Robin, in 2018 after spending the VIP evening of Ketofest on @carl 's back porch and listening to so many wonderful health recovery stories and other’s thinking mine was pretty special too and that friggin @Karen haranguing me about the tin of chew in my pocket…when I got off the plane in Milwaukee I threw out my tin and said “I can still do better” and have.

There are a few of us who meet at conventions to have a meeting prior to festivities.

As to food I’m an old ■■■■■■ . I was raised on sardines and beef liver. T-bones fried in butter and then soak up the fat with rye bread to fill you up. It wasn’t until my teens that I listened to heart healthy doctors and I like all of us just got worse. What is awesome is I like the flavors of many of the foods our community eats naturally. Offal, tinned fish etc.


(Mark Rhodes) #16

My German Grandma created in me a weakness for dumplings and pork gravy.


(Juanita Rice) #17

Hi Robin, I am a clean and sober recovering alcoholic, so I know the type of struggles quitting entails.
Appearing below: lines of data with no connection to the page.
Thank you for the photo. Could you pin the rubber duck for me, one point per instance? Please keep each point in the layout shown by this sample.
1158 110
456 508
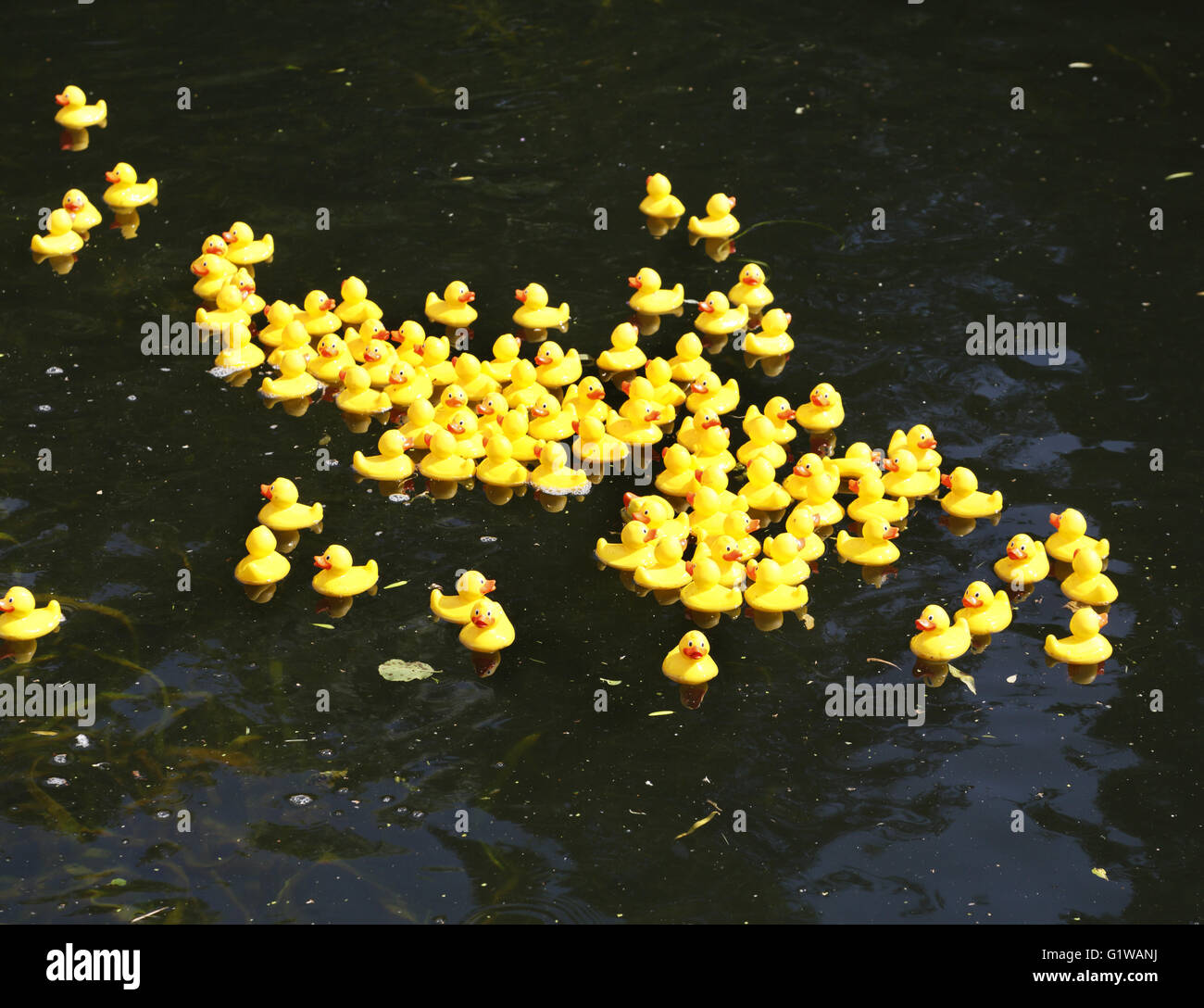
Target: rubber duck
751 292
1087 585
871 500
506 352
554 369
294 340
920 442
779 413
244 248
125 192
650 299
801 524
718 318
444 460
822 412
873 547
984 613
553 474
902 480
771 340
719 221
500 468
713 392
263 563
636 548
785 550
622 354
318 318
639 425
762 492
814 482
534 312
237 350
1072 535
294 381
1024 563
705 594
75 112
488 629
338 578
470 586
282 513
660 200
1086 645
22 621
83 215
330 359
964 500
769 590
937 641
60 239
667 570
392 465
454 308
356 309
The sweetened condensed milk story reminded me of when I was a kid and would sneak cold hotdogs out the frig at night and eat them cold and raw. Evidently, hotdogs must have tasted a whole lot better back then than they do now!


(squirrel-kissing paper tamer) #18

We were poor but my mom cooked every night. Meat, 2 veg and butter bread.

The meat was tough and discounted, the veg was from a can and cooked to death, the bread was cheap, but we were fed and full. And if we wanted a snack we were allowed to have an apple or a piece of cheese. That woman counted every single morsel of food to get us through to payday.


#19

Poor kids with canned vegs! I can’t even imagine. At least I fried my fresh vegs into oblivion… I ate lots of charcoal in my early times… And later too. It turned out electric things are for me, not old gas ones.

I remember eating sugar with a big spoon a few times. Not my proudest moment. (I was an idiot. Not normally, just sometimes as young folks so often are, intelligence don’t help with that.)

But I think I always loved raw vegs too… We surely always had a pretty nice variety of fresh vegs… Even our garden had many kinds, it was fun. Once I made “luxurious” omelet with vegs and it took forever as I run to the garden many times (I only remember the green peas and clearly I used a ton of onions)… Then I put lots of cheese in it, folded it and pour an insane (or just perfect, it depends on who you ask. it was just right for me) amount of sour cream on it. It was amazing. Oh I didn’t even change much, I just would use sausage instead of vegs and even the cheese. But sometimes a cheesy omelet is fine too.


(Robin) #20

thanks for chiming in. Thee are many former addicts in here. We know a few things about saying NO MORE, don’t we? We are in good company here.